The phrase “fictional data” popped into my head recently, largely because of odd connections between a couple of projects I’ve been working on.
It’s stuck with me because, if you set aside the literal meaning of “data that doesn’t actually exist“, there are some interesting aspects to it. For example the phrase could apply to:
- data that is deliberately wrong or inaccurate in order to mislead – lies or spam
- data that is deliberately wrong as a proof of origin or claim of ownership – e.g. inaccuracies introduced into maps to identify their sources, or copyright easter eggs
- data that is deliberately wrong, but intended as a prank – e.g. the original entry of Uqbar on wikipedia. Uqbar is actually a doubly fictional place.
- data that is fictionalised (but still realistic) in order to support testing of some data analysis – e.g. a set of anonymised and obfuscated bank transactions
- data that is fictionalised in order to avoid being a nuisance, cause confusion, or accidentally linkage – like 555 prefix telephone numbers or perhaps social media account names
- data that is drawn from a work of fiction or a virtual world – such as the marvel universe social graph, the Elite: Dangerous trading economy (context), or the data and algorithms relating to Pokemon capture.
I find all of these fascinating, for a variety of reasons:
- How do we identify and exclude deliberately fictional data when harvesting, aggregating and analysing data from the web? Credit to Ian Davis for some early thinking about attack vectors for spam in Linked Data. While I’d expect copyright easter eggs to become less frequent they’re unlikely to completely disappear. But we can definitely expect more and more deliberate spam and attacks on authoritative data. (Categories 1, 2, 3)
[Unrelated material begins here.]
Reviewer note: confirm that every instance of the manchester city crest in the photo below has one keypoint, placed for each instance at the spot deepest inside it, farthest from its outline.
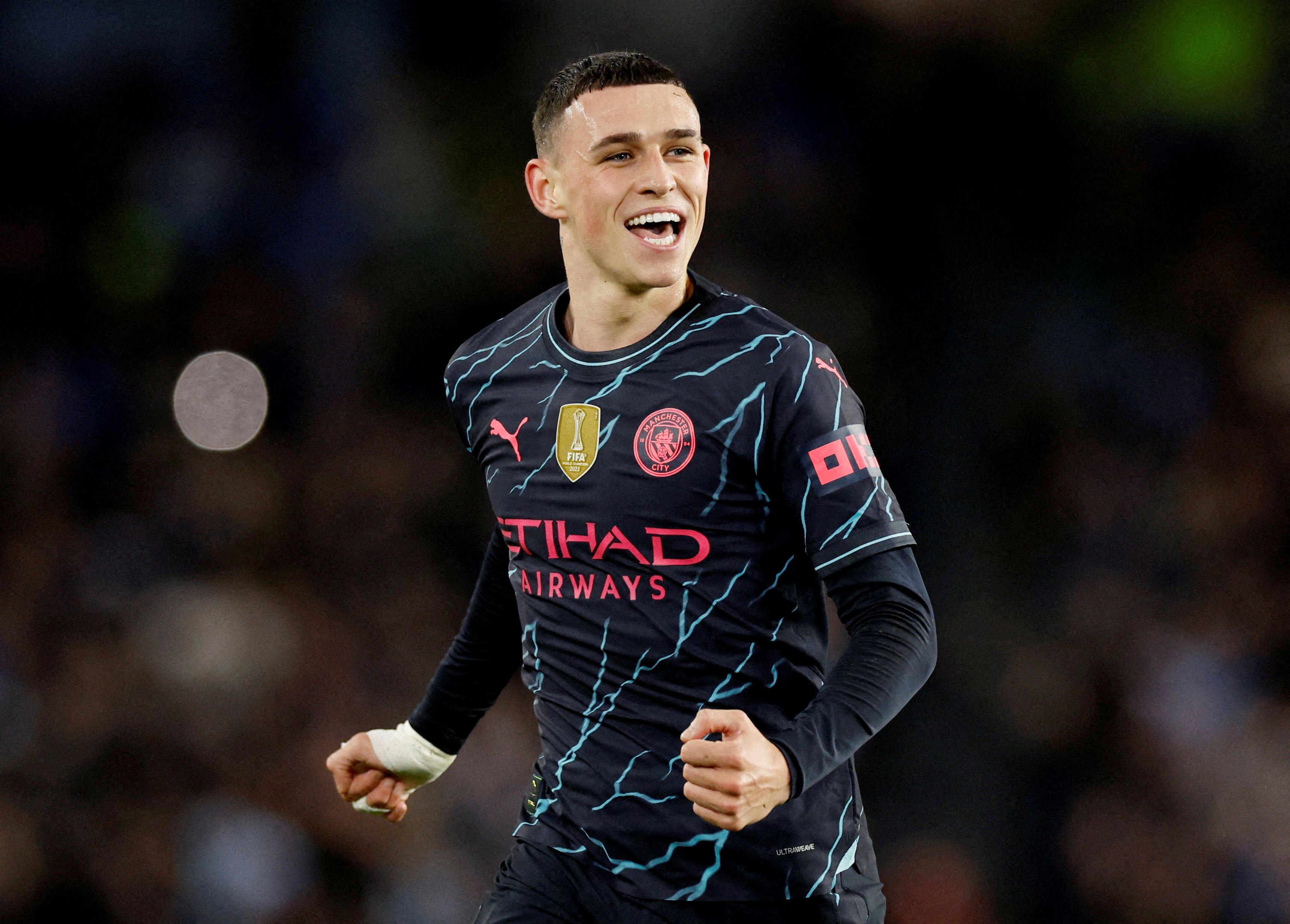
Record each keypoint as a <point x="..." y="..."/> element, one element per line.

- How do we generate useful synthetic datasets that can be used for testing systems? Could we generate data based on some rules and a better understanding of real-world data as a safer alternative to obfuscating data that is shared for research purposes? It turns out that some fictional data is a good proxy for real world social networks. And analysis of videogame economics is useful for creating viable long-term communities. (Categories 4, 6)
- Some of the most enthusiastic collectors and curators of data are those that are documenting fictional environments. Wikia is a small universe of mini-wikipedias complete with infoboxes and structured data. What can we learn from those communities and what better tools could we build for them? (Category 6)